- Jonathan Amos
- BBC science reporter
One of the most beautiful views of the universe has been revisited by the James Webb Space Super Telescope.
The so-called “pillars of creation” are dense clouds of hydrogen gas and dust in the constellation Serpent, 6,500 light-years from Earth.
This scene has already been photographed by other large telescopes. The most famous of these images are those taken in 1995 and 2014 by Hubble.
The James Webb Telescope gave us another incredible perspective: the plumes are the center of what astronomers call Messier 16 (M16), or the Eagle Nebula. This is an active region of stars.
Webb, with his infrared detectors, can see the activity of newborn stars through plume dust, which typically causes light scattering effects.

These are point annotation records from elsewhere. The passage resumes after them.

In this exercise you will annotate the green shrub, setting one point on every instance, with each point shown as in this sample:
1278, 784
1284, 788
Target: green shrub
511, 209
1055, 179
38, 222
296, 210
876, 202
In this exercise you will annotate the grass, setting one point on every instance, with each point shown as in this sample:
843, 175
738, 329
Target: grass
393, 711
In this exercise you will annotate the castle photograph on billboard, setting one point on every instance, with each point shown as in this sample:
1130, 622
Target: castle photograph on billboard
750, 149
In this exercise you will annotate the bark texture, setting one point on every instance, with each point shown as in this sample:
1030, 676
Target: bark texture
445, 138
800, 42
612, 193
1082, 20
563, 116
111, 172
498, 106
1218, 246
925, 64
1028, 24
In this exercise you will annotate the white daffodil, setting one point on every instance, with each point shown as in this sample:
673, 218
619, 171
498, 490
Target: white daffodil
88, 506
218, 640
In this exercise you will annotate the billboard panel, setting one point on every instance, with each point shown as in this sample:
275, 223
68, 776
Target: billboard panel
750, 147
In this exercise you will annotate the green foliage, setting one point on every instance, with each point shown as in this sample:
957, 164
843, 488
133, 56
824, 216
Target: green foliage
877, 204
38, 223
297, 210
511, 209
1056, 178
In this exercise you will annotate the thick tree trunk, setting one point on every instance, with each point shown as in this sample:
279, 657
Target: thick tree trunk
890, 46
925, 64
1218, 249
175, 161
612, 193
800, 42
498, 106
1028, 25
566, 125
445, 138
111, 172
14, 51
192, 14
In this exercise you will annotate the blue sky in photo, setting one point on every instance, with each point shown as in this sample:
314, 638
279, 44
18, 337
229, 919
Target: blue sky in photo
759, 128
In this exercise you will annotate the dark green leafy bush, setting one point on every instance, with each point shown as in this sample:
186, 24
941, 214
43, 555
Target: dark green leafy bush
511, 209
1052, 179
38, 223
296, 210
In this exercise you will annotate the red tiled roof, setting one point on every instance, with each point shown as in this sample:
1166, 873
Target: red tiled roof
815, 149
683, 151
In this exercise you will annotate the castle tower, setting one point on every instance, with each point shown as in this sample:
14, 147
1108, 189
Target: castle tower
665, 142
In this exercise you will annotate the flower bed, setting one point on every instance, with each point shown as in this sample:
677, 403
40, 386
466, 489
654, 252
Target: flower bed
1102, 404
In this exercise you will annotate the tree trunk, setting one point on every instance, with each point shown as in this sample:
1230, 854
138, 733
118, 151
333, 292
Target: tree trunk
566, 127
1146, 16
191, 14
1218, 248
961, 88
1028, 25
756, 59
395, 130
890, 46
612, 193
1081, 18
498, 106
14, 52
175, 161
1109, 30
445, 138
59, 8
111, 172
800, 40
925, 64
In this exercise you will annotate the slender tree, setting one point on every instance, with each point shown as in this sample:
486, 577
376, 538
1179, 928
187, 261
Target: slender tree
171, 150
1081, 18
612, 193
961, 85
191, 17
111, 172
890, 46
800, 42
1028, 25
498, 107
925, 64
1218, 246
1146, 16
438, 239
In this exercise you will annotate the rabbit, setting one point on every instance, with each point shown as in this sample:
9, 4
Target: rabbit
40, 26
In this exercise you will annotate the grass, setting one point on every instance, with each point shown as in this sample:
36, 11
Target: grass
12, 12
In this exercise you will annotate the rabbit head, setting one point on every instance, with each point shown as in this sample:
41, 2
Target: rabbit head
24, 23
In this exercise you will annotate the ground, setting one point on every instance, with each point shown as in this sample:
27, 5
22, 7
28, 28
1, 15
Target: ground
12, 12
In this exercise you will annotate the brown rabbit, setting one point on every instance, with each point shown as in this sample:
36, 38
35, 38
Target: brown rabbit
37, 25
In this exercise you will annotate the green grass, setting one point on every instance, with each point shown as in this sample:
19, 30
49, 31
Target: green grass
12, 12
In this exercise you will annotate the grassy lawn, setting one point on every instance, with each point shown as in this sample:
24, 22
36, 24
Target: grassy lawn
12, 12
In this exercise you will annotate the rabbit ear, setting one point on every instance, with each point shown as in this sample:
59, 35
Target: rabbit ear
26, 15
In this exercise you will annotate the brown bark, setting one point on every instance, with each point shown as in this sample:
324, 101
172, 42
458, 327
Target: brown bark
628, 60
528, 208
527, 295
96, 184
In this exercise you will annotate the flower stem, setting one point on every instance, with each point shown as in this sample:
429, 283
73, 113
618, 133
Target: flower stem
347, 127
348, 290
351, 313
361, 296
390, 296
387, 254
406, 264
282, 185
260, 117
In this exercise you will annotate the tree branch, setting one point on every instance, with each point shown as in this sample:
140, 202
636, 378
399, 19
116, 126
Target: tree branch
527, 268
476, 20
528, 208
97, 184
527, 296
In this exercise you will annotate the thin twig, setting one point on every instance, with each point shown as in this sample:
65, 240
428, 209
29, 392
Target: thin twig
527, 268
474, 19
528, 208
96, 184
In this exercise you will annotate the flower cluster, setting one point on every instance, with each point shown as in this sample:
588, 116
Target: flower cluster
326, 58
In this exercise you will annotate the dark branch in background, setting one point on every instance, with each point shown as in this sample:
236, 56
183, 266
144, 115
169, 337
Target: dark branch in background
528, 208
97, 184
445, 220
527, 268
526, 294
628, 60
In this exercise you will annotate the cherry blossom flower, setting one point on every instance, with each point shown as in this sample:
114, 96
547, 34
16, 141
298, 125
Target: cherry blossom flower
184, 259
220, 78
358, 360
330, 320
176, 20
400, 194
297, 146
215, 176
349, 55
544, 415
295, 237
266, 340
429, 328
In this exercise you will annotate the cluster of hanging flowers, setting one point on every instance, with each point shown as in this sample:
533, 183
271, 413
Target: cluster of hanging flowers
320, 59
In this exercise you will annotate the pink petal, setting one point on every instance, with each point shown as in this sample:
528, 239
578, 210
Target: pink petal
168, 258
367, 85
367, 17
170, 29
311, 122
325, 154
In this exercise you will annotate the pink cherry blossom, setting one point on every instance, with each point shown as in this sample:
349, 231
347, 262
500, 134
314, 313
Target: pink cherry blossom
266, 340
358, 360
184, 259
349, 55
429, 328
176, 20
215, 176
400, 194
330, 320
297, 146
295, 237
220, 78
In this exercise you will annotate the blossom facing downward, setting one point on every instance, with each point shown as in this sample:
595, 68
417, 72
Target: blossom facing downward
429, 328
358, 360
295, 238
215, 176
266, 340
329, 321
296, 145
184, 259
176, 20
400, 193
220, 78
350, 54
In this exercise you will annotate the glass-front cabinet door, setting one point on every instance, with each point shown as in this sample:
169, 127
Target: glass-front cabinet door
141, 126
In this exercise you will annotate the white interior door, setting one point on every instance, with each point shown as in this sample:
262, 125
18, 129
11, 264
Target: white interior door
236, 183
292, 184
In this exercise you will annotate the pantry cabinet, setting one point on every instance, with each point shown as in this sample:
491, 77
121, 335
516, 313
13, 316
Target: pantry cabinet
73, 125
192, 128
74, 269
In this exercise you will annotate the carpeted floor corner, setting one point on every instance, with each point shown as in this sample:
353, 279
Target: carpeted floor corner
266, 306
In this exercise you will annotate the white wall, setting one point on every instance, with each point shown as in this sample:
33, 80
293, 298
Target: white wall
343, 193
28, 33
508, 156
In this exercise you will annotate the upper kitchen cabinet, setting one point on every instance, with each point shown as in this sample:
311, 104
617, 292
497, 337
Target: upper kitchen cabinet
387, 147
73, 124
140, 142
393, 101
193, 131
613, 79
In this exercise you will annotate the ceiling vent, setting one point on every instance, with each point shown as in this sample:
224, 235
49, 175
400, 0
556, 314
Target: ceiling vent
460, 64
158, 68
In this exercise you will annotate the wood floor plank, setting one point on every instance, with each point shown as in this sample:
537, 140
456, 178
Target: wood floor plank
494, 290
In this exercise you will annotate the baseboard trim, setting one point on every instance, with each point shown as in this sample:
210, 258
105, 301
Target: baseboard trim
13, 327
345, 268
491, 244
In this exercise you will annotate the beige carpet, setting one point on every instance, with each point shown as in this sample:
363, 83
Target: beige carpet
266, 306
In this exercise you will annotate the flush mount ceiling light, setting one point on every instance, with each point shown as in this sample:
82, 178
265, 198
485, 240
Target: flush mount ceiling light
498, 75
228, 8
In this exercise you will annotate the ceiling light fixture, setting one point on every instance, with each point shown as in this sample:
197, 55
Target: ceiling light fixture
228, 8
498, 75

“I’ve been studying the Eagle Nebula since the mid-1990s, trying to see ‘inside’ the light-year plumes shown by Hubble, looking for young stars inside. I always knew that when James Webb took pictures of it, it would be impressive. And they were,” said the professor. Mark McCogren, Senior Adviser at the European Space Agency, tells BBC News.
M16’s plumes are illuminated and sculpted by intense ultraviolet light from nearby massive stars.
This radiation also invalidates these formations: if you could magically teleport yourself to this location today, the pillars probably wouldn’t exist anymore.
We only see them because we look at them in the past. The light that Webb detected took 6,500 years to reach his lens.
James Webb is a collaborative project of the US, European and Canadian space agencies. It was launched in December last year and is considered the successor to the Hubble telescope.